FLORIDA (USA): KILLER EXECUTED AFTER 31 YEARS ON DEATH ROW

Robert Brian Waterhouse

16 February 2012 :

A man convicted of raping a 29-year-old mother and dragging her into Tampa Bay's surf to drown more than three decades ago was executed by lethal injection at Florida State Prison.
Twice-convicted murderer Robert Brian Waterhouse, 65, was pronounced dead at 8:22 p.m., 11 minutes after the execution began. He had been on death row for more than 31 years — longer than any inmate previously executed in Florida. Gov. Rick Scott signed his death warrant last month. His execution was delayed two hours as the U.S. Supreme Court considered a last-minute appeal before rejecting it. The court had rejected a similar appeal earlier in the day. "You are about to witness the execution of a wrongly convicted and innocent man," Waterhouse said. He blamed his conviction on corrupt prosecutors, a prejudiced judge and a rubber-stamp appellate system. "The state broke its own law in destroying DNA evidence in my case so I could not prove my innocence. To my wife and family, I want to say I love you all and that's it."
Waterhouse was convicted in 1980 of murdering Deborah Kammerer of St. Petersburg, whose body was found in the tidal flats of Tampa Bay. She'd been beaten, raped and dragged into the bay, where she drowned. Unable to identify her immediately, police turned to the public for help. Neighbors identified Kammerer's body, and an anonymous tipster led police to Waterhouse. He had pleaded guilty to second-degree murder for killing a 77-year-old Long Island woman during a 1966 burglary. He was sentenced to life but was paroled after eight years.
A bartender had seen Kammerer and Waterhouse leave a St. Petersburg bar together. Blood, hair and fibers in Waterhouse's car were linked to the victim.

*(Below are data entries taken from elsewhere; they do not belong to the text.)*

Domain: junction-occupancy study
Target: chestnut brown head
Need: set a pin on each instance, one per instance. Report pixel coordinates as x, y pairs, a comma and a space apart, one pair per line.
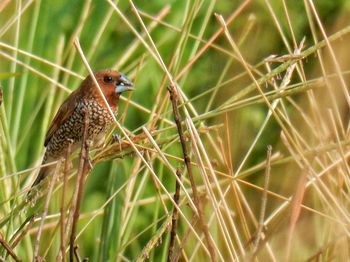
112, 83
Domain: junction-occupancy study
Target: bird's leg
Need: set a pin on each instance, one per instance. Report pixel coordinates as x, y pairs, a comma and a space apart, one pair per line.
88, 159
117, 138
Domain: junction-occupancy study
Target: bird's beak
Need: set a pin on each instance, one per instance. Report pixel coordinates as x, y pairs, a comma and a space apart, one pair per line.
124, 84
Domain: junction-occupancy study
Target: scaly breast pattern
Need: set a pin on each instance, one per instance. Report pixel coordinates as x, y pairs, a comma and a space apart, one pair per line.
72, 129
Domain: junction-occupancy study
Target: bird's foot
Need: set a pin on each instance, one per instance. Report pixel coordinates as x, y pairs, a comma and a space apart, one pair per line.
117, 139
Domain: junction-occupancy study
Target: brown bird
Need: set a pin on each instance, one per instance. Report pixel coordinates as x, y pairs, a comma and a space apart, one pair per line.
68, 124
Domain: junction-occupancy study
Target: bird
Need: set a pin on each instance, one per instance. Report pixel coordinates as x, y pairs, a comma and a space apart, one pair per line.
68, 124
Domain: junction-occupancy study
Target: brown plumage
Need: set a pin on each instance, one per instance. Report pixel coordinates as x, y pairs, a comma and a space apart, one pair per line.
68, 124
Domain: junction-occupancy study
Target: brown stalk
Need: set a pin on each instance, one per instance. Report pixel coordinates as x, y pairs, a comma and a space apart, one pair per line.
63, 200
8, 248
76, 253
211, 40
197, 202
296, 210
24, 232
263, 201
177, 254
175, 216
82, 172
44, 214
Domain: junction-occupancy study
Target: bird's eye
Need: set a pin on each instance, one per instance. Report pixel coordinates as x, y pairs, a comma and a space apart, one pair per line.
108, 79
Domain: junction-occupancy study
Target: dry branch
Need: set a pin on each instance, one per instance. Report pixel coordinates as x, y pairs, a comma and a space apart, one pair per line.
8, 248
177, 118
82, 172
174, 216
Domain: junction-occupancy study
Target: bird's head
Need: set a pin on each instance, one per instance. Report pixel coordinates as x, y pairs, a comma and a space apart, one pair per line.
113, 83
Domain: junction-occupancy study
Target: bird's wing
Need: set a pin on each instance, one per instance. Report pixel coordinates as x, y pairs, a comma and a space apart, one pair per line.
63, 113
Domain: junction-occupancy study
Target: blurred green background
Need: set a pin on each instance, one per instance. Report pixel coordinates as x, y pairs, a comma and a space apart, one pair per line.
46, 29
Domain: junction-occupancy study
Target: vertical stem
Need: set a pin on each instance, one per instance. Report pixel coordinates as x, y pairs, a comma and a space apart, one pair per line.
175, 216
82, 171
204, 226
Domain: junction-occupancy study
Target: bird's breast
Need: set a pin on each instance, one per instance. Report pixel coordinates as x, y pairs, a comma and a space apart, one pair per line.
72, 129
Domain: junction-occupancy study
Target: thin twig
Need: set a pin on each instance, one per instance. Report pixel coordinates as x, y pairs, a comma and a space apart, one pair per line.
63, 200
24, 231
46, 208
177, 118
82, 171
263, 200
177, 254
153, 242
8, 248
175, 216
77, 254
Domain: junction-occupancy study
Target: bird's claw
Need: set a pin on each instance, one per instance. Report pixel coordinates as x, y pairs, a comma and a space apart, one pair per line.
117, 139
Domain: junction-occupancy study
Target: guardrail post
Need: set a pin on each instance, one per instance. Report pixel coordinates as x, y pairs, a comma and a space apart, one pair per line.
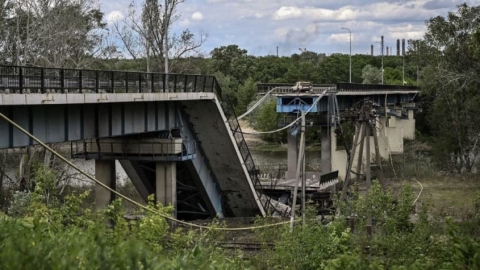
112, 81
140, 82
195, 84
185, 84
152, 83
42, 80
97, 81
20, 79
62, 80
80, 81
175, 83
126, 82
164, 76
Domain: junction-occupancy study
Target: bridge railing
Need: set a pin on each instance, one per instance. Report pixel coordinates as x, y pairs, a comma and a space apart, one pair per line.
147, 150
359, 87
241, 143
263, 88
20, 79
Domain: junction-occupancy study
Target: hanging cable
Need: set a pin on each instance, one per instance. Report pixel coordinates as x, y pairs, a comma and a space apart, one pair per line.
257, 104
294, 121
125, 197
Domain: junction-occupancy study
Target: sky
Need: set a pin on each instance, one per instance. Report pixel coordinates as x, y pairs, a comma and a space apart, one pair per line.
260, 26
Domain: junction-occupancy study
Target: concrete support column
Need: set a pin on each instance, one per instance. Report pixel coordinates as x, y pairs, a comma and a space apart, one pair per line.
292, 155
166, 183
326, 150
105, 173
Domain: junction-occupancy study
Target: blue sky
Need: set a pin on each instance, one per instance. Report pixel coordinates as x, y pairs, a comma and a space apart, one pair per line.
259, 26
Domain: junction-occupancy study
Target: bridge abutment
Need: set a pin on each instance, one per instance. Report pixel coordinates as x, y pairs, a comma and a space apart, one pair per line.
327, 149
292, 156
104, 172
166, 183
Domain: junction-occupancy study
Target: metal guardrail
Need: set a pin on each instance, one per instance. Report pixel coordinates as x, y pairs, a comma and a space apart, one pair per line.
20, 79
285, 88
118, 149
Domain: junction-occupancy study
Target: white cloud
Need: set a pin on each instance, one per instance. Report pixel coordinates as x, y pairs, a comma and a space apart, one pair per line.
114, 16
184, 23
197, 16
340, 38
285, 13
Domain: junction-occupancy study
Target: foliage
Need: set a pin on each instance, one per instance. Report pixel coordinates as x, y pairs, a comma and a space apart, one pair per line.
245, 95
371, 75
450, 84
143, 35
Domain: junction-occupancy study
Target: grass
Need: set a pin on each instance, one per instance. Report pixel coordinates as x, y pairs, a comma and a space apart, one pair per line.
452, 196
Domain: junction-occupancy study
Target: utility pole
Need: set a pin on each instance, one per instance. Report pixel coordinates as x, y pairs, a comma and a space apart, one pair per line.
350, 52
365, 122
382, 59
166, 23
301, 155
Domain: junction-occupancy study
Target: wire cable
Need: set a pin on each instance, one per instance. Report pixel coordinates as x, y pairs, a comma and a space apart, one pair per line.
419, 193
257, 104
125, 197
294, 121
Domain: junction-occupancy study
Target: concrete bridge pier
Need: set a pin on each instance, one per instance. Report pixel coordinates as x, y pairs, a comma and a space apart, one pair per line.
326, 149
104, 172
292, 156
166, 183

Waterhouse admitted having sex with Kammerer but denied killing her.
Then-Gov. Bob Graham signed a death warrant for Waterhouse in 1985, but his execution was delayed by an appeal that eventually got him a new sentencing hearing. That hearing in 1990 ended like the first, with a jury recommending execution by a 12-0 vote and a judge sentencing him to death.
Last week, the Florida Supreme Court had rejected arguments that Waterhouse should be spared because of testimony from a newly discovered witness and the destruction of physical evidence that made it impossible to perform DNA testing that could exonerate him. Justices concluded the new testimony was unreliable and wouldn't have been enough to acquit Waterhouse if he were to be retried.